During the period leading from M19 to M36, the project has achieved significant results:

• Experimental results from the CEA use-case: approach to V&V, target of verification, analysis results, quantitative data, and recommendations for other similar applications are described in deliverable D5.4.
• New and improved tools that permit easy and efficient analysis of critical applications.
• Integrated tools that help improve the analysis work, namely by combining static with dynamic analyses, and modelling with specifications and proofs.
• Improvements of the C++ source code analysis: improved ACSL++ specification language (with the help of David Cok, co-author of the JML specification language and its implementation OpenJML) and improved implementation frama-clang.
• Help for vulnerabilities detection through tool support.
• A new ISO standard on V&V tools: ISO 23643.
• Dissemination through a large number of scientific papers, events, workshops, webinar, raising the notoriety of project partners in the IoT security domain.

The project made significant impacts in the following areas:

• Improved static analysis tools, allowing easier and cost-effective analyses to be performed on a whole range of medium-criticality software applications.
• Increased trust in ICT products through a higher level of security and safety.
• More resilient critical infrastructures and services by a system-based approach, combining the best of our V&V technology.
• Higher scientific recognition of the CEA work. For instance, the yearly Frama-C days and DIGIHALL events have displayed our achievements to industries and academia.

In terms of progress beyond the state of the art, we advanced in the following areas:

• Improved formal methods usability: Frama-C has been developed and experimented since 2005 on numerous applications from different domains improve the tool and its methodology. We seek for a relative completeness in terms of areas covered to ensure that all users can benefit from the technology.
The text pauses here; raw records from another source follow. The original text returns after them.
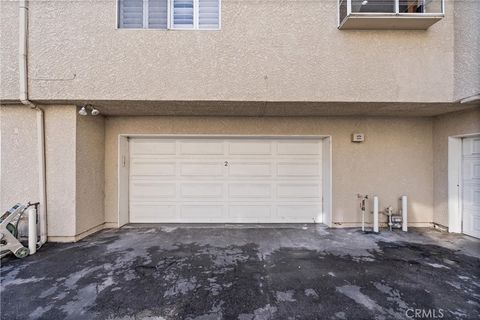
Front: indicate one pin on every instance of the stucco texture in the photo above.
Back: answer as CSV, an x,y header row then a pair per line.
x,y
19,156
454,124
90,173
395,159
467,48
74,166
265,51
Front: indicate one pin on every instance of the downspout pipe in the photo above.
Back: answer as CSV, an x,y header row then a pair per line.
x,y
23,97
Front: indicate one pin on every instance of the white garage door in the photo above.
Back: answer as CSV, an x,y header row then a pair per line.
x,y
471,186
225,180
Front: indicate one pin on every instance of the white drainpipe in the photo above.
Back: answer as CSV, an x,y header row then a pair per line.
x,y
23,88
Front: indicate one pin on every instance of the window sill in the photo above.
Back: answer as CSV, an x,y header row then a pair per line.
x,y
389,21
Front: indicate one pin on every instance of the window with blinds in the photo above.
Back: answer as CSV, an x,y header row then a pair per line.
x,y
169,14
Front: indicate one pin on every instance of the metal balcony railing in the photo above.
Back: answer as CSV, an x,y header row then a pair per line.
x,y
389,14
In VESSEDIA we tackle the field of IoT through three use-cases. The same experimental approach holds for the VeriFast, Diversity, Contiki, and FlowArmor tools that have evolved along experiments.
• Experiments: the 6LowPAN CEA use-case has studied how to use the project tools for ensuring safety and security properties of this application, that is made of C and Java code. The Frama-C and VeriFast tools have been applied and detected several issues in the code.
• Improved usability, performance and stability through the delivery of several new releases of the tools Frama-C, E-ACSL, frama-clang, Diversity and Papyrus (see the release dates and versions in deliverable D6.5)
• Improved scalability: VESSEDIA expects to scale up source code analysis tools by improving the efficiency of the tools and demonstrate it on the project’s use-cases. See the deliverable D5.2 that describes how Frama-C has been applied to the large Contiki code base.
• Standardisation: In the ISO JTC1/SC7/WG4 CEA contributed to develop a normative ISO standard for V&V tools. This is a milestone as, to the best of our knowledge, no other standard presents a panorama of the V&V tools capabilities that projects can refer to. The standard is currently in FDIS status and will become final in 2020.
• Improved modularity and abstraction: Since the beginning of software development, programming languages have improved in terms of abstraction capabilities at the language level allowing more efficient programming and less error prone programs (e.g. Pascal, Ada, OCAML, Rust). In VESSEDIA, the connections between design and formal methods help in the same manner through 1) more abstract descriptions of systems (e.g. in SysML), 2) system-level security properties and their refinements (in ACSL), and 3) integration of detailed specifications at design level.